The original game and its two good sequels were bold, brash and great fun to play, as you hurtled down a mountain surrounded by bright colours and catchy sounds while doing some insane, incredulous and impossible tricks. With Timesplitters, it was the stand-out launch title for the PS2 and when it went multiplatform with its sequels, it garnered more than just a cult following. It peaked with SSX 3, which interlaced the fun races and awesome tricks with segments of you vs the mountain which worked very well.
After some wilderness years On Tour and on the Wii, it was announced last year and my interest has been building steadily, so I was very pleased when I got to play.
Firstly though, another top tip for people showing off games at Expos: be nice. Not over the top friendly, but be pleasant. Don’t bark at me for pushing an incorrect button or not standing up and leaving the second I finish my run down the mountain. I love the SSX series but the guy in charge of the machines put me in a bad mood, so this review may be a tad more negative than I actually felt about the game.
|Looks good, yah?|
Anyway, initial impressions. It looked fantastic. Whether it was the backdrop, the character models or some snow powder flying after being dislodged by a crazy man with a board, the graphics were consistent, crisp and clear. The level I played was dark, set at the top of a vicious looking mountain, but with enough colour around to make you realise you’re not in a snow level of Modern Warfare. It was nice, but it made me yearn for the more festival-centric nature of the earlier incarnations, though this shouldn’t take away from how awesome it looked.
The actual routes themselves were well designed with crazy jumps and so, so many possible direction branches that it would probably take even a hardened SSX-er a long while to find them all, and each route we took had enough space to traverse, but kept us on our toes with sections falling away and wide-open areas suddenly becoming narrow chutes into a lustful cavern. The fluidity of the riders too is something to behold and although at the time I felt the handling was a bit unresponsive and heavy, I take it back now. The game has always been about precision and it’s something to learn, which I did toward the end of the run. All in all, it’s all quite impressive
Imagine my disappointment then that I was left a bit empty after playing. It looked good, it had been designed well, even doing tricks felt more natural, but it left me a bit hollow, which took me a bit of time to work out why.

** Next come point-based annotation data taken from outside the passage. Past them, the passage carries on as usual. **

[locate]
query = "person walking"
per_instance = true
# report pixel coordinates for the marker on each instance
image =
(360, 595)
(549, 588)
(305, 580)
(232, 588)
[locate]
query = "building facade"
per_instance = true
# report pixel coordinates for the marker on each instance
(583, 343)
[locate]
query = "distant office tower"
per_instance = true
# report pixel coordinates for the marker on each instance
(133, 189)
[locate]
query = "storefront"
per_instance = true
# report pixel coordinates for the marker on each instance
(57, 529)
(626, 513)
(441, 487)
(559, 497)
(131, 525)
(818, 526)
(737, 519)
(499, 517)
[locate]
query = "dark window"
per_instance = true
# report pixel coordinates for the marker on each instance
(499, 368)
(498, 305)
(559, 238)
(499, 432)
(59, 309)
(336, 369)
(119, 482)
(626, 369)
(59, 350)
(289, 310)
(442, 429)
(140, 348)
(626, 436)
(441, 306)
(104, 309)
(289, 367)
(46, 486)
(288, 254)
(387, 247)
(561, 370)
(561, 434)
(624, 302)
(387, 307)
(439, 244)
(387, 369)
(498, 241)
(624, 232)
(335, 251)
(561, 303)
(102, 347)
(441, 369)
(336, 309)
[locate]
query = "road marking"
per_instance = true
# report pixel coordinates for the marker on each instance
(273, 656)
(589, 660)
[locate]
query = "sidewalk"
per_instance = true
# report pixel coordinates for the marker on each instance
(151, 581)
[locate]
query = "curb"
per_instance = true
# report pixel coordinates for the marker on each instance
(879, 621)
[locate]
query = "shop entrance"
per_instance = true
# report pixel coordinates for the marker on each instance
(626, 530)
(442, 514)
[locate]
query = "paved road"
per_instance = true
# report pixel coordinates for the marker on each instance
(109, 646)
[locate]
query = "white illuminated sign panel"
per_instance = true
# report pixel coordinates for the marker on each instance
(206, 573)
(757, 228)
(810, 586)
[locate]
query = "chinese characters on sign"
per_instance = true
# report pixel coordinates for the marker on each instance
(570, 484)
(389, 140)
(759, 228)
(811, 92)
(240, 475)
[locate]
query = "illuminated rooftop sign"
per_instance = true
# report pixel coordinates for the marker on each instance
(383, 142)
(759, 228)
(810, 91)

The reason? It was too easy. I was hurtling down a mountain: sometimes I was getting jumps spot on and feeling like the Fonz, while other times I screwed things up and was heading face first into a wall of ice and ended up feeling like… well, the Fonz again. There was no challenge; I still got points for my tricks, I got up almost as soon as I crash landed and hardly lost any speed. And this was when it actually decided I crashed; sometimes I just carried on after landing completely upside down.
Now, SSX has never been the most realistic game in the world, but this just didn’t feel right. There should be some punishment for going wrong and unless this gets rectified, I fear I will be disappointed at release as well. Should they fix this feeling, however, this could well be worth the time and effort.